Im Affekt: Eine Jugend in bester NS-Tradition

Nr. 22 –

Im Sylter Abendlicht sieht und hört man sie vor einem Club stehen und in glänzender Partylaune «Deutschland den Deutschen – Ausländer raus!» grölen: Jung, schick, die Mädels blond, die Jungmänner im Freizeitlook mit Pulli über den Schultern, strahlen sie in die Kamera, zeigen Hitlerschnauz und -grüsse.
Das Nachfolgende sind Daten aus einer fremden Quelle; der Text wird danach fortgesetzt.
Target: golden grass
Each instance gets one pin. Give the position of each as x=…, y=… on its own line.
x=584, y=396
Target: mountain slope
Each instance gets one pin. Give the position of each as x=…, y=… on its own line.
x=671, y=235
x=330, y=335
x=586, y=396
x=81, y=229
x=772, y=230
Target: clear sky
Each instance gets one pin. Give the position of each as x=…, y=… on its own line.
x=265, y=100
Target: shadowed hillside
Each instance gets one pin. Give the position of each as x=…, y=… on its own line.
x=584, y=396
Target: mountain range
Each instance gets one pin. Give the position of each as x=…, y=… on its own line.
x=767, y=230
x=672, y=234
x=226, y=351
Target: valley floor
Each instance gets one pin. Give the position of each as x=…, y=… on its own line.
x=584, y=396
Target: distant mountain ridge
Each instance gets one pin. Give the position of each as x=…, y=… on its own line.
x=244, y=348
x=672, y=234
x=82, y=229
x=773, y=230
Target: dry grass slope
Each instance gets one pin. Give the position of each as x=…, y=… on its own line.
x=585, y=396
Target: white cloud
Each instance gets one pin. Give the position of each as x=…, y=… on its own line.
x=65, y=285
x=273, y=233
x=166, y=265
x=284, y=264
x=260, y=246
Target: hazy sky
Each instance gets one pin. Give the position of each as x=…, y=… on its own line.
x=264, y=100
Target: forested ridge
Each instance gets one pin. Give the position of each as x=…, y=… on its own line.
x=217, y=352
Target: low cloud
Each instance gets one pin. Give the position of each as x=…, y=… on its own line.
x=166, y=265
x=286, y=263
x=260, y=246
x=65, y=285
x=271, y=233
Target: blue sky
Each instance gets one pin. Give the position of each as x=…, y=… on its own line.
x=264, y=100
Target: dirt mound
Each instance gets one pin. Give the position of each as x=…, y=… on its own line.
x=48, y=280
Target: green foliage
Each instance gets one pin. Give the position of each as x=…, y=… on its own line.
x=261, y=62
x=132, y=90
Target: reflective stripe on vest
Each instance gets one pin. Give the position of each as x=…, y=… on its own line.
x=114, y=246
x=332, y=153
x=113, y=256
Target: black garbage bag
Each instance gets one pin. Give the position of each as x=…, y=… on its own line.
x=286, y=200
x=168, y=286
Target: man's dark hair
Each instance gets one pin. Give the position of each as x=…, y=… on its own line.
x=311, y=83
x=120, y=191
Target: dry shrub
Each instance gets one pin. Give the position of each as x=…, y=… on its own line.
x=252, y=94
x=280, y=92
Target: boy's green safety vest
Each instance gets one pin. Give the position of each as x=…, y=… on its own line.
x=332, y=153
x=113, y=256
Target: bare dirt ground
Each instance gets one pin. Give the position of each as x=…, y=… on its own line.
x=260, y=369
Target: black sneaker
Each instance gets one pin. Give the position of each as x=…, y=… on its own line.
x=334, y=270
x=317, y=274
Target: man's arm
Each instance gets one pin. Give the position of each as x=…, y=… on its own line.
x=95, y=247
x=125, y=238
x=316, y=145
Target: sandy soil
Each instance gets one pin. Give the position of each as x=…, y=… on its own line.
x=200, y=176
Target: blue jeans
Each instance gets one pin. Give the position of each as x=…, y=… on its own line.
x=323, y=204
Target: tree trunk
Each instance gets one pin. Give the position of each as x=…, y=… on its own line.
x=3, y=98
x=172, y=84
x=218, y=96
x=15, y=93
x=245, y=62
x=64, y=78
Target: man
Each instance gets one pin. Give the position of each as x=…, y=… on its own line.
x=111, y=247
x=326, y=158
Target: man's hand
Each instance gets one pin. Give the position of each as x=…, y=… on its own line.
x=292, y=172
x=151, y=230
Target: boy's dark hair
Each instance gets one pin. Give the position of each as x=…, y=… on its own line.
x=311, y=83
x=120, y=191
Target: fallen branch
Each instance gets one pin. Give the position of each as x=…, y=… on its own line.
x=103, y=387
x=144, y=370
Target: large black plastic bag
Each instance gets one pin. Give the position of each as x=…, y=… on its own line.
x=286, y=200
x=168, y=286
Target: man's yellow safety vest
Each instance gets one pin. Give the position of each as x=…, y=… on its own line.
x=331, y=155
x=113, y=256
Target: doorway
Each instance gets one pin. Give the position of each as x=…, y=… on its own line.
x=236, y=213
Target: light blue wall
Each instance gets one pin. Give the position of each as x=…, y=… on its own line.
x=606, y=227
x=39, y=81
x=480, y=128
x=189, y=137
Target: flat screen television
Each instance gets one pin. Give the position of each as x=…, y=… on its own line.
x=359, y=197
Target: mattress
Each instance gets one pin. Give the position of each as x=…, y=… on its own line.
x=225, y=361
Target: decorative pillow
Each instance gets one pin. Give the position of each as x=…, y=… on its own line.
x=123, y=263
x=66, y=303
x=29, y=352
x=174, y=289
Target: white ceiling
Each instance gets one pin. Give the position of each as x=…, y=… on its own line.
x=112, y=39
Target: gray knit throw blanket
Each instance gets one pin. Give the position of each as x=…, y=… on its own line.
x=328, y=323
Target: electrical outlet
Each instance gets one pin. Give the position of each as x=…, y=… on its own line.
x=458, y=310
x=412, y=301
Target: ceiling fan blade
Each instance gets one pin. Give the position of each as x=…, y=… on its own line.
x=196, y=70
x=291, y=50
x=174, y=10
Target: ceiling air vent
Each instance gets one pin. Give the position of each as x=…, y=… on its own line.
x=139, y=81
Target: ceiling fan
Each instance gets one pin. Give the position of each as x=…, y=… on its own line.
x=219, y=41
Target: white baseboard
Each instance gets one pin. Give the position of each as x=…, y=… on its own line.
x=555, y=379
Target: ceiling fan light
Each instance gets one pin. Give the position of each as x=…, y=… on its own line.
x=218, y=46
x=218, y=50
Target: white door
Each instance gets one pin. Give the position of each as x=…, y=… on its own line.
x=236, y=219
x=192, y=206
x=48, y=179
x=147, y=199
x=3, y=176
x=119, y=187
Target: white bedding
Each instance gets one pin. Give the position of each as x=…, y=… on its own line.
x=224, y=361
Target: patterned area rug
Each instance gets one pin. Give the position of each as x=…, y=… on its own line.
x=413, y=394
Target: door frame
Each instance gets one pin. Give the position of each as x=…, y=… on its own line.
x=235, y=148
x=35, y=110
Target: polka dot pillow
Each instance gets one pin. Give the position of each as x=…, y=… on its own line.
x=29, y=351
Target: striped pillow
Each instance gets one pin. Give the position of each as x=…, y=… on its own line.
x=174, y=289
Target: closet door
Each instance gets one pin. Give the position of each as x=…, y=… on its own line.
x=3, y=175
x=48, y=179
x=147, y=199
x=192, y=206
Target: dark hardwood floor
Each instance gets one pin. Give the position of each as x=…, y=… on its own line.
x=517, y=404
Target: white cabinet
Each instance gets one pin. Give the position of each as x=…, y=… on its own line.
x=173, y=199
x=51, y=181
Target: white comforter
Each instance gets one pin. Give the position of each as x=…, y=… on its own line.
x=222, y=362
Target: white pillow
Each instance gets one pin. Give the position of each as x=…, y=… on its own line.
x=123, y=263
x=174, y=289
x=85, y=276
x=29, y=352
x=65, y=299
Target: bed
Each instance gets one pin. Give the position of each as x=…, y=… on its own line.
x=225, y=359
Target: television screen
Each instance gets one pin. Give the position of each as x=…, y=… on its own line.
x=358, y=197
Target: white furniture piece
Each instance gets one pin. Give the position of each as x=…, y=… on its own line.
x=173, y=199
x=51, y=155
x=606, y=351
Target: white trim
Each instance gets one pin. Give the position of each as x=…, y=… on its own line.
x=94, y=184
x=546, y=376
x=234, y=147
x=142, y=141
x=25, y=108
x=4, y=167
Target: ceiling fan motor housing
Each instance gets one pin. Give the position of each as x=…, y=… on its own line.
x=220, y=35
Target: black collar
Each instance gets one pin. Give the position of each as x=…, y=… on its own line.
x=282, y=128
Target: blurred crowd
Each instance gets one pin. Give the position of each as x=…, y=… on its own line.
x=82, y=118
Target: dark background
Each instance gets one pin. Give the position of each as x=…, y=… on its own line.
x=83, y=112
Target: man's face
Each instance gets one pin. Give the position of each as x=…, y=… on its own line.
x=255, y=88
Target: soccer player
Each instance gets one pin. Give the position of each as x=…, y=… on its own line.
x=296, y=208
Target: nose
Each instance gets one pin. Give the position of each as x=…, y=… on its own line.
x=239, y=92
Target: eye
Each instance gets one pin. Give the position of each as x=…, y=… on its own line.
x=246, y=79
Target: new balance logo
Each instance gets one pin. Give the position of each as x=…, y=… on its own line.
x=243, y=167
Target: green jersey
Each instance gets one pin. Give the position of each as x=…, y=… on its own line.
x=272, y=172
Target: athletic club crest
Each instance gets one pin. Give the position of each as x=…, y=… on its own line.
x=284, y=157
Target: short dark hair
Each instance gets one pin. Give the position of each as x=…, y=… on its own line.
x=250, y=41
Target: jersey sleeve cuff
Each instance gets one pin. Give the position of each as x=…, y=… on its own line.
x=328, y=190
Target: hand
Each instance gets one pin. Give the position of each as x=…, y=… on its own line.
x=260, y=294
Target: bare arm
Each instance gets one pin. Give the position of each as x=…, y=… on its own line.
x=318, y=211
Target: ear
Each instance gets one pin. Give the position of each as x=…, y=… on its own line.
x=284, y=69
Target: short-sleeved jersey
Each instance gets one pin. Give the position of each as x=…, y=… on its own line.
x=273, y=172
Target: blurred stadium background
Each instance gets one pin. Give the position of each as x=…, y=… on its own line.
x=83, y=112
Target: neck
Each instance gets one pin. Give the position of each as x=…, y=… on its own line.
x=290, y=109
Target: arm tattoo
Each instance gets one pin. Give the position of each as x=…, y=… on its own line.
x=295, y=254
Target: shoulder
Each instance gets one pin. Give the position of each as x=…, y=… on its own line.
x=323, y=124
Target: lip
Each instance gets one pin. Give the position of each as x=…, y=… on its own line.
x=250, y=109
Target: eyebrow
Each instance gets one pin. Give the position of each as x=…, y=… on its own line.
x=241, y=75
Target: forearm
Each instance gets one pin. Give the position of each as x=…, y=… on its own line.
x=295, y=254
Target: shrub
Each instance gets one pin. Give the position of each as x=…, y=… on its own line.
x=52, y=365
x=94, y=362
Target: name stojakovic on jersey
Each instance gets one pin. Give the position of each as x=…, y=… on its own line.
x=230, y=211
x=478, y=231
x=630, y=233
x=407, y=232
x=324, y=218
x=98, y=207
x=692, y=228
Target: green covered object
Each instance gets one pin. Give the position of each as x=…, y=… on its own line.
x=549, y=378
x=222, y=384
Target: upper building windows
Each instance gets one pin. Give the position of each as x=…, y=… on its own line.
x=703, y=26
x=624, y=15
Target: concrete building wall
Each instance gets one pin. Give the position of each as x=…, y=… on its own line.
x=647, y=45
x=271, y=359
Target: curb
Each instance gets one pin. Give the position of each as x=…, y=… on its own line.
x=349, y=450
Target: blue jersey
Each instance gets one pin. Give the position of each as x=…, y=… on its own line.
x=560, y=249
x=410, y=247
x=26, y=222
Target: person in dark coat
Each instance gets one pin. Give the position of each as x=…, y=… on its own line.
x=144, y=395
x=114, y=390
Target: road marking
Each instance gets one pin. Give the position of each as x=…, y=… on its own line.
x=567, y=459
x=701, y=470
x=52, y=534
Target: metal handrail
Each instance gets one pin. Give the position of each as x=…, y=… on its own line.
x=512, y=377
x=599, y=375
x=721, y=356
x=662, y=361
«Skandal!», kreischts jetzt empört aus allen Ecken: Wer ist das, und wie kommen die dazu? Das erinnert an die verbreitete Lesart der jüngeren deutschen Geschichte, laut der eine Horde brauner Aliens das deutsche Volk 1933 in Geiselhaft nahm und 1945 spurlos wieder verschwand. Gemäss Umfragen soll nämlich eine grosse Mehrheit der Deutschen überzeugt sein, die eigenen Eltern und Grosseltern hätten in der NS-Zeit nicht zu den Täter:innen gehört oder seien gar im Widerstand gewesen. Dass man sich letztes Jahr darauf einigte, das faschistische Flugblatt aus Hubert Aiwangers Schultasche als «Jugendsünde» zu betrachten, dürfte das saubere Selbstbild noch gestärkt haben. Und den grassierenden Antisemitismus haben sowieso die Migrant:innen eingeschleppt.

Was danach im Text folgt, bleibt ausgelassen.